Oh, our internship “system.”
How can I describe my own experience in it without facepalming so hard that I give myself a migraine? Well, there’s very little risk of that because, chances are, if I’m thinking about the internship system, I already have one.
You’re not wrong, that’s for sure.
I’m hesitant to really jump into this conversation, because I have had paid and unpaid internships while a student, all with supervisors who treated me with respect and as a colleague. But I think this idea of “We are only as strong a profession as our greenest members” bears further examination.
There’s is a question of “privilege” in the unpaid internship. Graduate school costs a lot. If you can spend time doing an unpaid internship instead of earning money to eat off of, you’re in a fairly fortunate position. When we require resumes be padded with unpaid internships, we require that our greenest colleagues have a certain amount of privilege. Even if graduate school isn’t prohibitively expensive, taking time off from a paying job to do an unpaid internship may be the difference between pursuing the desire to be a part of this profession and not. What kind of potential are we missing out on due to that?
I’m not as familiar with the programs that require internships, so I can’t speak to that. My program had a field experience elective option where a faculty advisor, site advisor, and the student developed learning objectives and project for the semester. The field experience could be paid or unpaid. While it doesn’t fix the problem, it does assure that the internship provides a useful addition to the student’s resume at the end of things, and I heard very few horror stories from that system, so maybe that could be an alternate option?

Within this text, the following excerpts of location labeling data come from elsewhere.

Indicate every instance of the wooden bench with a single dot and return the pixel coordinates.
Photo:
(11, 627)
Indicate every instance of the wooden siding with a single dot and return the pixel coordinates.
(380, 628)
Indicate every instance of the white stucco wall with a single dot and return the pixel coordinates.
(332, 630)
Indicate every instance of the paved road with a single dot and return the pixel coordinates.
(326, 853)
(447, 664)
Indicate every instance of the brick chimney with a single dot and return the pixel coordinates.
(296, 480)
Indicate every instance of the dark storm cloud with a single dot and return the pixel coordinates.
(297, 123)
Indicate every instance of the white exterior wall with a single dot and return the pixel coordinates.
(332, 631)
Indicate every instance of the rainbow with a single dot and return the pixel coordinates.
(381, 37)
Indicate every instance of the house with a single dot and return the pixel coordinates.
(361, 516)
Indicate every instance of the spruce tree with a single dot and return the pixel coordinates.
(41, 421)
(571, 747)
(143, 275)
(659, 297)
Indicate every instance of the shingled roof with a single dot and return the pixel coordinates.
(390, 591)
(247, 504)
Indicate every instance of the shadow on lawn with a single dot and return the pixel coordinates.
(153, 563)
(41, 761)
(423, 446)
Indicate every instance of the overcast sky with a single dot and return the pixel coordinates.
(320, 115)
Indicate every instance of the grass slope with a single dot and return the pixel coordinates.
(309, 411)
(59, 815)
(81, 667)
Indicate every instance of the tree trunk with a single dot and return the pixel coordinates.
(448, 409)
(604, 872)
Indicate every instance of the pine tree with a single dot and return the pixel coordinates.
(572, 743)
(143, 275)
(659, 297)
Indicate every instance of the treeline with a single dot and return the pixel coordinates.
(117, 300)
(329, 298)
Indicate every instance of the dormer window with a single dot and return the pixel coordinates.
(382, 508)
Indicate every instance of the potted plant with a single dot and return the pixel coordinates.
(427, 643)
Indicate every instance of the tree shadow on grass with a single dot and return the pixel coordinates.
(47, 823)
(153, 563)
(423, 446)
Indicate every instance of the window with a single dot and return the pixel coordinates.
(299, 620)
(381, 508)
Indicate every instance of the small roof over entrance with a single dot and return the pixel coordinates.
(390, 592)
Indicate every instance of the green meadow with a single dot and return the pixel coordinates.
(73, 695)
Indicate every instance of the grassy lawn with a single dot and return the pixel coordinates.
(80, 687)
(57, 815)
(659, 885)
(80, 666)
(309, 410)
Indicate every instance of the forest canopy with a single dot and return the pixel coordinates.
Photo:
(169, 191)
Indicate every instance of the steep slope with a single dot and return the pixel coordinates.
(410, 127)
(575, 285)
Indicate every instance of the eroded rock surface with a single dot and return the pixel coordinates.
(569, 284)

However, I think, unfortunately, unpaid internships are here to stay. IT would be great if every talented, driven person out there could get paid for their time. But budgets are tight, and there is a glut of people eager for experience, with or without pay. I don’t think our more experienced colleagues should be villanized for taking advantage of free labor. However, I think they should take better advantage of graduate student work by utilizing their knowledge and skills to get projects done and develop those students’ skills.
Sorry for the ramble, I have a lot of thoughts on this, but organizing them is difficult because it’s quite complicated!